Dell Goes Brite Box with MidoNet for Open Networking
Score one for the software-defined data center: Network virtualization company Midokura has joined the Dell Open Networking initiative, giving service providers and enterprises access to an open cloud-networking infrastructure management suite that runs on Dell OpenStack. It’s a new model that Gartner says could define data center builds going forward.
The deal includes a joint go-to-market program, a reference architecture and global reseller agreement.
The Dell Open Networking Initiative is dedicated to assembling a best-of-breed, standards-based ecosystem that consists of network equipment, networking operating systems and network applications.
Within this overview, Midokura’s MidoNet software essentially facilitates network traffic flows from virtual machines to non-virtualized, physical workloads such as high-performance databases, email servers and legacy systems, at line rate. So, the software can run in tandem with Dell’s open networking switches and industry-standard x86 servers within data center environments, so that users can build, run and manage virtual, cloud-based networks using industry standards and existing infrastructure.
“What this shows is that we’re actively connecting the dots with like-minded companies to upend the traditional, black-box model of networking,” said Tom Burns, vice president and general manager at Dell Networking. “That old model is too rigid, too locked and too slow to innovate. Dell’s Open Networking initiative is about being open, flexible and software-defined to help maximize our customers’ application environments.”

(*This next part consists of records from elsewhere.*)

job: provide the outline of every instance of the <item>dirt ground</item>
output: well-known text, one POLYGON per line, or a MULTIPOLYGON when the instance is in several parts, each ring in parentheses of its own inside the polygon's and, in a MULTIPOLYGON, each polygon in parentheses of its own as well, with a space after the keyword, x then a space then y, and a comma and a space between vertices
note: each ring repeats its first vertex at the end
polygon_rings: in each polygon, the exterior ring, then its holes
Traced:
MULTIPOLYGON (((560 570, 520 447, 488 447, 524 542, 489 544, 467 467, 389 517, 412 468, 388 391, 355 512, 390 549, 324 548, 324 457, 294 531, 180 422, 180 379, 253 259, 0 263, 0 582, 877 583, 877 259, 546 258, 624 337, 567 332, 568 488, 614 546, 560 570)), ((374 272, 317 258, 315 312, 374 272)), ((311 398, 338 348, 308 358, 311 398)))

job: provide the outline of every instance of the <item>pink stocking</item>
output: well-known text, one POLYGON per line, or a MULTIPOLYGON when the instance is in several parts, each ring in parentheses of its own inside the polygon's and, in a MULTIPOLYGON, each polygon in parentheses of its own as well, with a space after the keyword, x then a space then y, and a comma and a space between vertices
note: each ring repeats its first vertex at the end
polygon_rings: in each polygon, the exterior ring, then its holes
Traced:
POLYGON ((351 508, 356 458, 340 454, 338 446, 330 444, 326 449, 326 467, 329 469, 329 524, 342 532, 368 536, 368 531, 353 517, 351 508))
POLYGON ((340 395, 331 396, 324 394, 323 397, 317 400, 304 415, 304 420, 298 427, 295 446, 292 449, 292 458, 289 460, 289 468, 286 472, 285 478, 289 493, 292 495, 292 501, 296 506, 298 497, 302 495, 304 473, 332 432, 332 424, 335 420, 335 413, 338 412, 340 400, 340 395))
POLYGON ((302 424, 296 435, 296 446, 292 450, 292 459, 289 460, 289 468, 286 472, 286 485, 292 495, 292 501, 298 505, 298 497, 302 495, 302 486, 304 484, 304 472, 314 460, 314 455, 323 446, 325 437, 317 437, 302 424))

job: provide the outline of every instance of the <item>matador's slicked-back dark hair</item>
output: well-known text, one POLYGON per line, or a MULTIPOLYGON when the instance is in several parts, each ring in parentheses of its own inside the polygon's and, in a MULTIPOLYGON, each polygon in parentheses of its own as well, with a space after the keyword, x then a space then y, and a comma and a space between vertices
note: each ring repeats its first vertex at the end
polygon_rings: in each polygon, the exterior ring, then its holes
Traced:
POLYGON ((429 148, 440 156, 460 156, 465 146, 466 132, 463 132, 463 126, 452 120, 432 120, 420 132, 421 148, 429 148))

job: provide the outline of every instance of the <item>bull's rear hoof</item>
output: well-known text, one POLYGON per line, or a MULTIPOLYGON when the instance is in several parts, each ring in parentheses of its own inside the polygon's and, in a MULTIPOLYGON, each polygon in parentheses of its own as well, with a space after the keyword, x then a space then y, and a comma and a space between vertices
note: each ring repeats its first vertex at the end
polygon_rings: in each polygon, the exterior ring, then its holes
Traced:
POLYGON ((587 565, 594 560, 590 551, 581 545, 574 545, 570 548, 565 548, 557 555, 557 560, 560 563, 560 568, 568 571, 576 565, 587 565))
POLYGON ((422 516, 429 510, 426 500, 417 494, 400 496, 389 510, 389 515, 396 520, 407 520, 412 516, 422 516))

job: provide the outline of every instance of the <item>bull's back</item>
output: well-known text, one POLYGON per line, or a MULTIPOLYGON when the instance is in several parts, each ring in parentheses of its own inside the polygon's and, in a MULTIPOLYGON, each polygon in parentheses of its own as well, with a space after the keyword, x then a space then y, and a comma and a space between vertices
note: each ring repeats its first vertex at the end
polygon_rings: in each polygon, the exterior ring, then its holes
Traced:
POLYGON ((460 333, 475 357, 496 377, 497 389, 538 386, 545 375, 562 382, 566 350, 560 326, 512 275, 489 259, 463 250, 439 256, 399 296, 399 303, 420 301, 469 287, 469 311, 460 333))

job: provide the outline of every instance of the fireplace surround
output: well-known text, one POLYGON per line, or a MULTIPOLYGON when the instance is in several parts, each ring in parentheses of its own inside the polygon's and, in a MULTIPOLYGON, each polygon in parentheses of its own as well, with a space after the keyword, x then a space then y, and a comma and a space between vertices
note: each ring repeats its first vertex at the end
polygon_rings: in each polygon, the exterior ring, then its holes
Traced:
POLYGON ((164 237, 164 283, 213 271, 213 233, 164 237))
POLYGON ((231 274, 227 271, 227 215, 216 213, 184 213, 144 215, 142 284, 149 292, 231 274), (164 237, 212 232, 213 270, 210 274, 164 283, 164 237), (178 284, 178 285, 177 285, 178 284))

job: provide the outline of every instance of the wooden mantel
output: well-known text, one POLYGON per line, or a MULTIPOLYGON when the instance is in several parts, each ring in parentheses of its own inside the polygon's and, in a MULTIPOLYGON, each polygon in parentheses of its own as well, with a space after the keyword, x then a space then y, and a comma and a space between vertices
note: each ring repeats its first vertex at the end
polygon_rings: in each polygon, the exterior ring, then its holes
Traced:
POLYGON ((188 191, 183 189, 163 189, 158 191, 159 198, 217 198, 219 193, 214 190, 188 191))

This dovetails with a new networking concept that’s been given a snappy name by Gartner: “brite box” switching, which is defined as a new form of network switching that is neither the old-style of vertically integrated, single-vendor networking gear and apps, nor is it the “white-box” style of from-scratch SDN switching built upon plain vanilla hardware, which takes a deep level of expertise to implement effectively.
“Today, nearly all mainstream organizations use traditional (integrated) switches from vendors like Cisco, HP, Arista and Juniper,” said Gartner research director Andrew Lerner, in a blog. However, the hyperscale folks [Google, Amazon, Facebook] operate in a different manner within portions of their network. They utilize white-box switching which provides several benefits versus traditional approaches; including massive capital cost reduction (5X-7X less p/port cost), reduced vendor lock-in, and increased software flexibility/programmability. But…white-box adoption has been limited to the networking elite.”
The move by Dell is geared to fill the financial and functional gap between white-box and traditional switching, by allowing other vendors’ software to run on its hardware, in a vetted environment that makes deployment less difficult. Hence the reference architecture incorporating MidoNet, which Dell said has been already validated. This is one of the key “brite box” models that Gartner points to.
"Dell is accelerating the new software-defined infrastructure by providing enterprises the choice and economics enjoyed by mega-scale operators combined with a single-source for procurement, installation and support,” said JR Rivers, CEO and co-founder at Cumulus Networks; its Cumulus Linux acts as an operating system for open networking on the Dell platform, in a similar brite-box arrangement. “The Midokura relationship expands the breadth of offering to include the critical component of network virtualization to Dell’s Open Networking hardware and Cumulus Linux."